Die Zahl ausreisender Kubaner ist in den vergangenen Monaten sprunghaft angestiegen. Sie befürchten im Rahmen der Annäherung zwischen den USA und Kuba eine baldige Aufhebung des »Cuban Adjustment Acts« und damit ein Ende der Vorzugsbehandlung für kubanische Migranten durch die USA. Die kubanische Regierung wiederum macht diese speziell für Kubaner geltende US-Einwanderungspolitik für die Krise in Zentralamerika verantwortlich und fordert ihre Beendigung.
Auch wenn die US-Regierung wiederholt erklärt hat, ihre Einwanderungspolitik gegenüber Kuba in absehbarer Zeit nicht ändern zu wollen, nimmt die Diskussion darum im Land selbst Fahrt auf. So hat der republikanische Präsidentschaftskandidat Marco Rubio im US-Kongress eine Gesetzesinitiative gestartet, kubanischen Migranten gewisse Privilegien, wie die automatische Unterstützung durch Hilfsprogramme des Bundes, abzuerkennen.
»Es ist besonders empörend, wenn Individuen, die angeblich vor Unterdrückung in Kuba fliehen, hier willkommen geheißen werden und aufgrund ihrer schwierigen Situation Hilfen erhalten, um schließlich immer wieder dorthin zurückzukehren, von wo sie angeblich fliehen«, so der Politiker, dessen Eltern selbst aus Kuba stammen.

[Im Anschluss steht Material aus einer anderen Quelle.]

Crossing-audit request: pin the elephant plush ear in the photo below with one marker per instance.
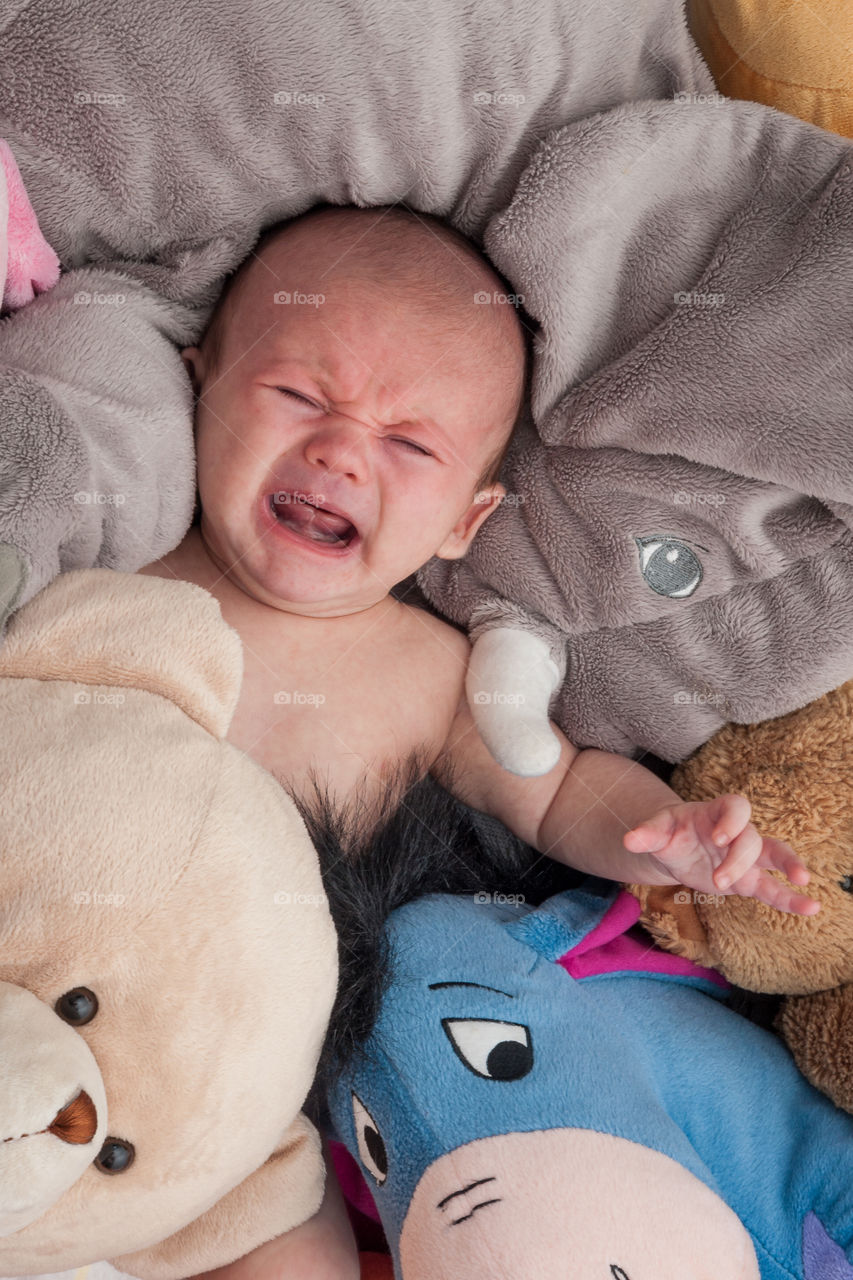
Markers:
(97, 626)
(667, 912)
(283, 1193)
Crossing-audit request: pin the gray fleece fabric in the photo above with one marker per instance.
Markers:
(156, 140)
(685, 260)
(679, 524)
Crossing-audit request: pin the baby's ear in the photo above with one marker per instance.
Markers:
(486, 501)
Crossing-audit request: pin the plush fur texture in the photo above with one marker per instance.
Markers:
(427, 842)
(145, 858)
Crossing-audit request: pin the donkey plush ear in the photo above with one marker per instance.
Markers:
(283, 1193)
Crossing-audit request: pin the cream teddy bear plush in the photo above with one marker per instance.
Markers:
(168, 959)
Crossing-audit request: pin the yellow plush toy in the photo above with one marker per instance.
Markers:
(168, 959)
(790, 54)
(797, 771)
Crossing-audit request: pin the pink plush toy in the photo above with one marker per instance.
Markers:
(27, 263)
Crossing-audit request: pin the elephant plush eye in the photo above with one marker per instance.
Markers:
(372, 1148)
(497, 1051)
(77, 1006)
(115, 1156)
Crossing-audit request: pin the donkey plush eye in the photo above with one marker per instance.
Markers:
(497, 1051)
(372, 1148)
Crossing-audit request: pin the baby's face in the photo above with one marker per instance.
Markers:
(340, 443)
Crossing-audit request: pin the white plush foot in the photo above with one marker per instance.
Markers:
(510, 681)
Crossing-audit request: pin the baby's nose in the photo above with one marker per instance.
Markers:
(340, 446)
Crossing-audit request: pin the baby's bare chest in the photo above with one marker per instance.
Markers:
(346, 713)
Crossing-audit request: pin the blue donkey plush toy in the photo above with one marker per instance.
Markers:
(546, 1096)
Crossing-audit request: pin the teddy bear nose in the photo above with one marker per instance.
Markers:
(77, 1121)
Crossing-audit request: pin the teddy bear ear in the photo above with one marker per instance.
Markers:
(670, 915)
(128, 630)
(283, 1193)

Zudem steht wohl das umstrittene Cuban Medical Professional Parole Program (CMPP), wonach »desertierte« kubanische ärzte und Mediziner umstandslos in die USA einreisen dürfen und Aufenthaltsgenehmigungen erhalten, auf dem Prüfstand durch die US-Regierung. Das berichten die in Miami beheimatete Tageszeitung Nuevo Herald sowie die spanische Zeitung El País mit Berufung auf Regierungskreise in Washington. Die Abschaffung des Programms wäre relativ gesehen ein kleiner Schritt, aber einer von immensem Symbolwert gegenüber Havanna.